ORLANDO, Fla.—The title of this session at the Triological Society’s Combined Sections Meeting held here Feb. 4-7 asked a tough question: Why are otolaryngologists still talking about pediatric tonsillitis, otitis and sinusitis?
Explore this issue:March 2010
As members of the panel demonstrated, not everything is known about these all-too-common childhood illnesses.
The incidence of tonsillectomy and adenotonsillectomy, for example, has changed, said Laura J. Orvidas, MD, associate professor of otolaryngology at the Mayo Clinic in Rochester, Minn.
The Mayo Clinic has access to a database that contains records of more than 8,000 patients who underwent tonsillectomy or adenotonsillectomy from 1970 to 2005. “We thought the incidence of tonsillectomy was going down, but it’s actually going up,” Dr. Orvidas said, noting that from 1970 to 1974 there were 369 (tonsillectomies) per 100,000; from 2001-2005 that number went up to 642 per 100,000.
The indications for these procedures have changed too. “We used to take tonsils out primarily for infection,” Dr. Orvidas said. “Now it’s more commonly performed for sleep-disordered breathing.”
Research also suggests tonsillectomy can help improve psoriasis. “There are no random controlled trials for this, but one retrospective and one prospective trial have showed improvement in psoriasis after adenotonsillectomy,” Dr. Orvidas said. This improvement, she added, is believed to be associated with a reduction in strep infections after surgery.
A study in Japan found that about 90 percent of patients with a variation of psoriasis known as pustulosis palmaris et plantaris, which produces pustules rather than bumps on the hands and feet, improved after tonsillectomy. The improvement lasted at least five years. In addition, a study in the U.S. of six patients who had IgA nephropathy found that five of them experienced fewer renal symptoms after tonsillectomy.
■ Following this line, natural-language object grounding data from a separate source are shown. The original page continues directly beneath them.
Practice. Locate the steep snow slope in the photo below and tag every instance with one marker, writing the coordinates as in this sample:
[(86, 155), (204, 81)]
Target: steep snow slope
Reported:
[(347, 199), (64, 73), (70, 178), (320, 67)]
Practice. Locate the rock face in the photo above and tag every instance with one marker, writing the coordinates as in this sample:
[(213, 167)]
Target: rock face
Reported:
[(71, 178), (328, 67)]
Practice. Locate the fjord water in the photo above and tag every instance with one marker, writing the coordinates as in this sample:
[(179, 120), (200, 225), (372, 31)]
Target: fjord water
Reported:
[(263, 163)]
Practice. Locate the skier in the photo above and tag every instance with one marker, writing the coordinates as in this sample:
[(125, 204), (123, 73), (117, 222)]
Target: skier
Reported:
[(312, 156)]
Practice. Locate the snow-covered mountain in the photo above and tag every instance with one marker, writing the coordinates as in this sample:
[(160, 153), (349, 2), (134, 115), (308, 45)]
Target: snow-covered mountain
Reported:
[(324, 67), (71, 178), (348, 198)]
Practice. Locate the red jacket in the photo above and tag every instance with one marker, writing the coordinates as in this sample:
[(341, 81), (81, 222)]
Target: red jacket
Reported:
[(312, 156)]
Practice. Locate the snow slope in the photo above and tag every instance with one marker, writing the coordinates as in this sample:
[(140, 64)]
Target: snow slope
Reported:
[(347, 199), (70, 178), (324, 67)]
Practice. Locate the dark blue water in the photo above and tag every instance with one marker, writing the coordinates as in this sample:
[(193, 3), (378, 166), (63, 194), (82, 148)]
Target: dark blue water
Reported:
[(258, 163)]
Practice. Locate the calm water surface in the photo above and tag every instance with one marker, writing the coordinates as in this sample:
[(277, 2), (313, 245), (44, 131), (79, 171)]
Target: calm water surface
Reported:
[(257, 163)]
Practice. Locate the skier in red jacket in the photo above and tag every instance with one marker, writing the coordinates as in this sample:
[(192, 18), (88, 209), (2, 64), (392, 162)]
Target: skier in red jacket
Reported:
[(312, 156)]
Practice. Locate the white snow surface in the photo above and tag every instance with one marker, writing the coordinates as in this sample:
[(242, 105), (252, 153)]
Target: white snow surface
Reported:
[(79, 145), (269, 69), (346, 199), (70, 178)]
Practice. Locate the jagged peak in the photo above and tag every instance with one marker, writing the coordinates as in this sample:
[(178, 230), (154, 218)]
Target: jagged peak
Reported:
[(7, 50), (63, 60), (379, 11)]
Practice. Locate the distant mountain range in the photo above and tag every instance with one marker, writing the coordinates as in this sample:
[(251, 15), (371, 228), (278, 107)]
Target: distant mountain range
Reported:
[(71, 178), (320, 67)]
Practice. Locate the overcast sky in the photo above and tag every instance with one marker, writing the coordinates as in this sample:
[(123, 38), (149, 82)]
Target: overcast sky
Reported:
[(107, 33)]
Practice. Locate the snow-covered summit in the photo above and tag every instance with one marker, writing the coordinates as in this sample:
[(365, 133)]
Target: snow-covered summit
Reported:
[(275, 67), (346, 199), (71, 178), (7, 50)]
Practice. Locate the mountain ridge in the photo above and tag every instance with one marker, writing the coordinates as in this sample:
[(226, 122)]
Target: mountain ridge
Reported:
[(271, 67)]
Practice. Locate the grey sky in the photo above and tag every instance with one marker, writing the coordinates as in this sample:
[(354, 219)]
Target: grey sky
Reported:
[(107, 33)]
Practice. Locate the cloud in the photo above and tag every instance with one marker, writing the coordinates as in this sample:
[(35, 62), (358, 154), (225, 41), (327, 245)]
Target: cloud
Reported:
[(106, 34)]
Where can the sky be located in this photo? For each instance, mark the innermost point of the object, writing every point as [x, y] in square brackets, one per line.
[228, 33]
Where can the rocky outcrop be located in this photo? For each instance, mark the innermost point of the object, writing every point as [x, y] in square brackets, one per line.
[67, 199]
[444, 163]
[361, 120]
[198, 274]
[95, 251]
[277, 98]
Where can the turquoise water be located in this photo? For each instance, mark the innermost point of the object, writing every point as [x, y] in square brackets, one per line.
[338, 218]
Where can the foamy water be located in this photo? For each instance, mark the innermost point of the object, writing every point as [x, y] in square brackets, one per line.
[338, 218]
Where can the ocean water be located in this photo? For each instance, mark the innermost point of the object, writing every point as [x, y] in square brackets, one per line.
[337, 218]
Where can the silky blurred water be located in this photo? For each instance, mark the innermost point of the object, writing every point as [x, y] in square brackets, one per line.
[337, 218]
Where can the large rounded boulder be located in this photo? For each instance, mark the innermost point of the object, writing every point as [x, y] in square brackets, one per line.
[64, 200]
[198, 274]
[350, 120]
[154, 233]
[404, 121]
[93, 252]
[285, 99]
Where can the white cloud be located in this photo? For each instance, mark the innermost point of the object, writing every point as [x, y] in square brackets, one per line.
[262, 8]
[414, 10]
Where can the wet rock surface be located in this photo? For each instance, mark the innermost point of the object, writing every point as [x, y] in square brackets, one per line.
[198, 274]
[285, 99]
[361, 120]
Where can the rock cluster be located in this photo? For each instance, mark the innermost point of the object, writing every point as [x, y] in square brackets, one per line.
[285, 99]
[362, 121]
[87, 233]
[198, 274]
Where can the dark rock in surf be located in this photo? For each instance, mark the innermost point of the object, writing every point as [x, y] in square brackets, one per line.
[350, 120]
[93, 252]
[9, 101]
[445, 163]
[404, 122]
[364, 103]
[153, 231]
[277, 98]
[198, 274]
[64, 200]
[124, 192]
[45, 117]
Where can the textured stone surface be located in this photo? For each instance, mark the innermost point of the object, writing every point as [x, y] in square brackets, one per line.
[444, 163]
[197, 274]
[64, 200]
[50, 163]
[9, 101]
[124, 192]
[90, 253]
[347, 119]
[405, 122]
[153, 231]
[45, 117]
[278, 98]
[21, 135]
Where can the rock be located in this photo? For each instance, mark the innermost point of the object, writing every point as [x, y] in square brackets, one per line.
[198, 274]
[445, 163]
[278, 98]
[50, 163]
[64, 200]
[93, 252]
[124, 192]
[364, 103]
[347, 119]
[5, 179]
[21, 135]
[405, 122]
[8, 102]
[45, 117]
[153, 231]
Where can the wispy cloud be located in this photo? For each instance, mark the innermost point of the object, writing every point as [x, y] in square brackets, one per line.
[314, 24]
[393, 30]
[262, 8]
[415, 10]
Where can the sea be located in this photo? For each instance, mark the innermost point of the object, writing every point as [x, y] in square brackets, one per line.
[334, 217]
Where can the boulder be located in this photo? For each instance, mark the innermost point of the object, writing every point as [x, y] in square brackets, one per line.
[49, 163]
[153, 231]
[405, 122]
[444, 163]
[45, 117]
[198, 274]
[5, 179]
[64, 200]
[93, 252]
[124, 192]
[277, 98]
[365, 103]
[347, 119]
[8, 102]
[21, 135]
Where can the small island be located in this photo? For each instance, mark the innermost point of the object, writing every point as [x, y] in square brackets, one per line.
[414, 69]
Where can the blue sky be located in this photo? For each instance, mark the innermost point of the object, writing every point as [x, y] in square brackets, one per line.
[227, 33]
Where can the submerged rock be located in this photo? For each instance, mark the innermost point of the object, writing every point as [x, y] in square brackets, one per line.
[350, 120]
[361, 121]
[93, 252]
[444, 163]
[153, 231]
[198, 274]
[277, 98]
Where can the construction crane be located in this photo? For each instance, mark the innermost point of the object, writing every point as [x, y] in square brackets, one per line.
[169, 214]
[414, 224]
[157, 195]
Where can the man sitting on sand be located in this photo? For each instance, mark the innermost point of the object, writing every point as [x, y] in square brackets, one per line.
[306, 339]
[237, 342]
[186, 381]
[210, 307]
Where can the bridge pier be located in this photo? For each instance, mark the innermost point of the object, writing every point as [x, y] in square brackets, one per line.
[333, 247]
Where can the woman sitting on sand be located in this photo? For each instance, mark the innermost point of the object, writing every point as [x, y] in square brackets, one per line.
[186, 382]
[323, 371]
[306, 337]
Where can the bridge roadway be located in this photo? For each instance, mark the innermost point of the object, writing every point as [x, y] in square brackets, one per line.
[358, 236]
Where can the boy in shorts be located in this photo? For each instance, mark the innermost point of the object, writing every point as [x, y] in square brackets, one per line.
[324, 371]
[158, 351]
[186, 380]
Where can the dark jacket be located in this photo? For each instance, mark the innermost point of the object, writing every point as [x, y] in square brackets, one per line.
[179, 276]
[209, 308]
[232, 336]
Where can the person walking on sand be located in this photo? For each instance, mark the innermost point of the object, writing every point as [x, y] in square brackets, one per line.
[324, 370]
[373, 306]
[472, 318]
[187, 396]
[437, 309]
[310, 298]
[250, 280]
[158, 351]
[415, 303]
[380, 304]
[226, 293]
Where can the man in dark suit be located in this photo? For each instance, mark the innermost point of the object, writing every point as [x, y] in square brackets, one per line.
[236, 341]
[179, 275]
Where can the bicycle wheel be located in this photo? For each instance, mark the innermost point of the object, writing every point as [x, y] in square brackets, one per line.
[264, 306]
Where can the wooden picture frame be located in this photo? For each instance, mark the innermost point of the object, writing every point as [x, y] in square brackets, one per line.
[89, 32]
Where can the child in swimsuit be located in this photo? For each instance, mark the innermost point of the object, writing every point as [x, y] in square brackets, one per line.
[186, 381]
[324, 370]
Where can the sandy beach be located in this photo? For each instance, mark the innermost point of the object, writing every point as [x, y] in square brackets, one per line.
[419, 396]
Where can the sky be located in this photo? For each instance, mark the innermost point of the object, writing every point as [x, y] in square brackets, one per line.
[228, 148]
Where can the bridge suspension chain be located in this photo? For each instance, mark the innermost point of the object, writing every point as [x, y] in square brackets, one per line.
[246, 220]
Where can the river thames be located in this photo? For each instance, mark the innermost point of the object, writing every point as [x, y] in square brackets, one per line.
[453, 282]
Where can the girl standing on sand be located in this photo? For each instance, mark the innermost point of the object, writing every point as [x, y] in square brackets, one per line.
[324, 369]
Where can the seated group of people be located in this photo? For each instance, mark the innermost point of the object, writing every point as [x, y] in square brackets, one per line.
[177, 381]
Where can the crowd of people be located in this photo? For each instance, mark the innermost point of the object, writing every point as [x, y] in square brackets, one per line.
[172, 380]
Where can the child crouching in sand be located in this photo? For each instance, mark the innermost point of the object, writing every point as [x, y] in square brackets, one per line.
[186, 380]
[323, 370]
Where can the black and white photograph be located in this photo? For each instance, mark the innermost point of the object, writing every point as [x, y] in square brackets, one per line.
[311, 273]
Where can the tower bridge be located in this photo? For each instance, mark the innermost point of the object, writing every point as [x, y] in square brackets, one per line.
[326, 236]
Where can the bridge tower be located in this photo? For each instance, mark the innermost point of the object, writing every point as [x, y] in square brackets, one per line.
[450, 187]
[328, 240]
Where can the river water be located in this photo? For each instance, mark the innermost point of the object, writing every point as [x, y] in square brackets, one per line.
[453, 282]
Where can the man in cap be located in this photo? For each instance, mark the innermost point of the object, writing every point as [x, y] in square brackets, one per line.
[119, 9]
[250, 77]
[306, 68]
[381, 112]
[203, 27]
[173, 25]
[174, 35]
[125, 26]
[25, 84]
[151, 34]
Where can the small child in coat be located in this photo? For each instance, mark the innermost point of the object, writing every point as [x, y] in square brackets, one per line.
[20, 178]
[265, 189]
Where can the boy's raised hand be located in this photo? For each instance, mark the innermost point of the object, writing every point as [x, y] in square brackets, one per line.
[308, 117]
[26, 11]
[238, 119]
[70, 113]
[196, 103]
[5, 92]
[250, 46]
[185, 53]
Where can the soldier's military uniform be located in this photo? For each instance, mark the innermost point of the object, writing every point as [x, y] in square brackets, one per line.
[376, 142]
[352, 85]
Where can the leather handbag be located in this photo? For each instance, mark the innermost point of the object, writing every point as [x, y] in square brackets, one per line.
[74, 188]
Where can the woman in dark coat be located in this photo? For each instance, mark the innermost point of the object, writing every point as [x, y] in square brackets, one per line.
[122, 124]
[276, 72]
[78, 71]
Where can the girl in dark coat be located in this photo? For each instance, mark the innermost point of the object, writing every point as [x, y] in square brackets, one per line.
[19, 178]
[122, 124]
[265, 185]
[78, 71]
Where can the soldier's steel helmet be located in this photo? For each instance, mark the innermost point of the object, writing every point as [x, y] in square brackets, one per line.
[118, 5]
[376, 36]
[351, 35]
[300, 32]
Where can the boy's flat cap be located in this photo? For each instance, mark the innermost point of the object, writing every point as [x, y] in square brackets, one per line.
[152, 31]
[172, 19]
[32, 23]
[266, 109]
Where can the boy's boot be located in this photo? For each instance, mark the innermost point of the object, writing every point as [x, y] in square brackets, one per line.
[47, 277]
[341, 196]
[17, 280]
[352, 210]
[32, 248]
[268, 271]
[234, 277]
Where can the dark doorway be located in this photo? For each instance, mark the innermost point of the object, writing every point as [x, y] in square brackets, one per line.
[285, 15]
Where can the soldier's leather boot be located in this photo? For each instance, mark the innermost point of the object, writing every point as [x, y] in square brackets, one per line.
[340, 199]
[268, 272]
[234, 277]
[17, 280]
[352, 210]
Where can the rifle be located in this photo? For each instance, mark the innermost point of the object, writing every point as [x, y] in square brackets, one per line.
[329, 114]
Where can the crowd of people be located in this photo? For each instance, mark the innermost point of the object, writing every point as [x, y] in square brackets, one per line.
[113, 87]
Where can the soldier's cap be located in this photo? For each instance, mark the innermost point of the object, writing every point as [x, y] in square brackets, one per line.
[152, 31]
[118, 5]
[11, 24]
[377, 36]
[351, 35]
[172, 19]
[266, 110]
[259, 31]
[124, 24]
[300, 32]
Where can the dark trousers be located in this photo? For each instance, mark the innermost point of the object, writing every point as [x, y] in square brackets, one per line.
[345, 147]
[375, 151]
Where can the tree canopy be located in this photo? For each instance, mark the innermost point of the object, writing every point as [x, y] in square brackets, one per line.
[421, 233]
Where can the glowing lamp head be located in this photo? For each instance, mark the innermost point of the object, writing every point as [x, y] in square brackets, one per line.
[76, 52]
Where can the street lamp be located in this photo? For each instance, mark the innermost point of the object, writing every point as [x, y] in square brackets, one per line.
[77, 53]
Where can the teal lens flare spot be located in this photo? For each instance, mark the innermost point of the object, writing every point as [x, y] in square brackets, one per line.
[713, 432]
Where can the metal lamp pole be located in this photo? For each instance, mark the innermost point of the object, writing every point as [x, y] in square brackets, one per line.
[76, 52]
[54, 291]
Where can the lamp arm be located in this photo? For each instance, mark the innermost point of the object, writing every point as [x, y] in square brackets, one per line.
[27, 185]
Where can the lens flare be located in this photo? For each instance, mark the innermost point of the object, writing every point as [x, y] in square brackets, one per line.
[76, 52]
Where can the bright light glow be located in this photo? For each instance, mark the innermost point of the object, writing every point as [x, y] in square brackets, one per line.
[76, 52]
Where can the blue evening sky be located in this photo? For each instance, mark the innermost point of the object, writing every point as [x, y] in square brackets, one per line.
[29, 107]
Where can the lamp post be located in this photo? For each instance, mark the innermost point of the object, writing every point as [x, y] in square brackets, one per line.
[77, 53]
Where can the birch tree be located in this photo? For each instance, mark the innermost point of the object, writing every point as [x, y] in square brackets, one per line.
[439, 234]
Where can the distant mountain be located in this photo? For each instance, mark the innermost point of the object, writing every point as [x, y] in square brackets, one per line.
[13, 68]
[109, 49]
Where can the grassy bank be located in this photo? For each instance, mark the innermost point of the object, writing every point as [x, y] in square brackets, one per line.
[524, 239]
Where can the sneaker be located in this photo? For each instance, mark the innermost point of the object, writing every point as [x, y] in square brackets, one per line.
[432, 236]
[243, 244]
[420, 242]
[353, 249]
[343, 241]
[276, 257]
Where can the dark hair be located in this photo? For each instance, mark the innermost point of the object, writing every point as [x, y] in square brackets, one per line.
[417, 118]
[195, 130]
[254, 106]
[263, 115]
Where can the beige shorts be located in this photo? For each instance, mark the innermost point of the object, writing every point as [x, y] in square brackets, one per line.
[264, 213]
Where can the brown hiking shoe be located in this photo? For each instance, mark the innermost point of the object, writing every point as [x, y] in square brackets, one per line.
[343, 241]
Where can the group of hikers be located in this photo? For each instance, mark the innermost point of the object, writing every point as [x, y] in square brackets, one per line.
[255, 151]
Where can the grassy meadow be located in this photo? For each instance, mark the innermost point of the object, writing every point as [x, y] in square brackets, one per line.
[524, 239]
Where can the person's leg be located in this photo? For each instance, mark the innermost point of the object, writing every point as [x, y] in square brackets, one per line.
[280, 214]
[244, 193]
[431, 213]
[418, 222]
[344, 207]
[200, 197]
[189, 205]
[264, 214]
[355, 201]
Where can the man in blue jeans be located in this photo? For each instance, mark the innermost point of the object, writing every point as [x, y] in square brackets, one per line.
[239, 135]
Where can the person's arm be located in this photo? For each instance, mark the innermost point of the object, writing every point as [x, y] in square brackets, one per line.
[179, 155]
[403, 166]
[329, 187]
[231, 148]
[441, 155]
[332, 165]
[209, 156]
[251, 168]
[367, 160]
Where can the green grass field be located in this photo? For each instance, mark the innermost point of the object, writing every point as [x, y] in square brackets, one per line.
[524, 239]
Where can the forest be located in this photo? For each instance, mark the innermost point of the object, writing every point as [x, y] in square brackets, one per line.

Several larger studies in Japan have confirmed this finding, Dr. Orvidas said.
Tonsillectomy has also been considered as a treatment for pediatric autoimmune neuropsychiatric disorders associated with streptococcal infection (PANDAS), but only a few cases in which tonsillectomy helped are documented in the literature as case reports, said David E. Tunkel, MD, director of pediatric otolaryngology at Johns Hopkins University in Baltimore.
PANDAS describes sudden onset of symptoms and signs of obsessive-compulsive disorder, Tourette syndrome and tic disorders following a Group A strep infection. Up to 10 percent of children who have tic disorder or OCD symptoms may have PANDAS, according to Dr. Tunkel. “It seems to be more common in boys,” he said. “The onset of symptoms is abrupt, and group A strep infection precedes the onset or exacerbation of these symptoms. Neurologic abnormalities of movement are seen during these exacerbations.”